| Lo dicen tres sindicatos: Stap, Asipal y Csi-Csif y lo mantienen a pesar de las deserciones de las otras formaciones en este último comunicado en el que señalan que “la corporación ha actuado y ha decidido la ratificación en el cargo del director del área de Seguridad y sobre los problemas de la Policía a espaldas de sus representantes sindicales. A esto parece que se reduce la gestión del equipo de gobierno municipal en el aspecto sectorial y problemáticas de la Policía Local, en un despliegue de ejemplo antidemocrático y de total falta de respeto a la representación sindical, ya demostrada en ocasiones anteriores. Lamentamos profundamente estas actitudes, y tanto a estos sindicatos como a todo el colectivo policial les ha quedado claro el mensaje, (ellos a mandar y los policías a callar)”.
Aseguran que, “este es el talante que a buen seguro traerá grandes problemas y conflictos después del verano y de las vacaciones del personal, ya que son los malos modos y las chiquilladas de quién todavía parece que toma las decisiones en la Policía Local, (refiriéndonos al anterior edil de policía Fernando Clavijo), que parece disfrutar ignorando a los sindicatos que no le bailen al son de sus criterios, dejándole el papel de títere al mundano Tito Godiño. Por otro lado lamentamos la inhibición de la máxima responsable municipal y del cuerpo de la Policía Local como alcaldesa, la cual se ha lavado las manos y a derivado los problemas en su paladín Fernando Clavijo, que sabemos que ha impuesto y hasta por lo que nos dicen, presionado para adoptar estas decisiones, y ello habiendo ignorado varios requerimientos sindicales expresos y de la Junta de Personal para que se reuniera con la representación de los trabajadores. Parece que la alcaldesa tiene otros asuntos más interesantes que perder el tiempo en ciertos problemas de su Administración.
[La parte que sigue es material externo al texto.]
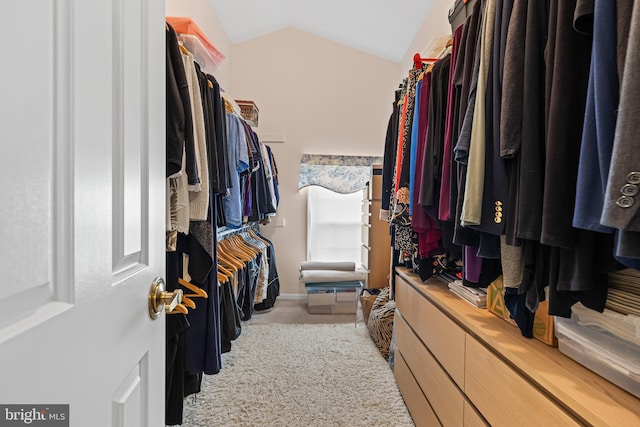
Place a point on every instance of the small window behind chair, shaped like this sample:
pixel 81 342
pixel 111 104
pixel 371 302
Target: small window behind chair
pixel 333 225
En cuanto a la situación del director del Área, Estanislao González Alayón, era una continuidad cantada, primero porque su petición de cese y no-renuncia con falsos argumentos suponían una remoción del puesto pero sin pérdida de sus cuantiosas retribuciones, garantizando así pase lo que pase su abultado salario. Porque sus apoyos fueron rebuscados entre sus amigos, conocidos y devolución de favores de conveniencia. Y porque cuando se precipitó a pedir el cese, tardó más en presentar el escrito que en correr para buscar apoyos y engañar a todo el mundo con sus lamentos sobre lo que se le venía encima.
Ahora las cosas siguen como al principio, muchos derechos vulnerados, mucho malestar en la plantilla que ya se hace extensivo al resto de funcionarios para mantener el criterio de Alayón en la Policía Local y que no quede desacreditado o con trato desigual con respecto del resto de funcionarios. Ya que la corporación impone ahora su particular y sesgada vigilancia de los derechos del personal a todos sin excepción, sufriendo todo el personal la prepotencia y los malos modos ofrecidos por quién lleva muchos años en la función pública y en estos cargos sin que cambien nunca ni sus formas, ni su personalidad de gestión”.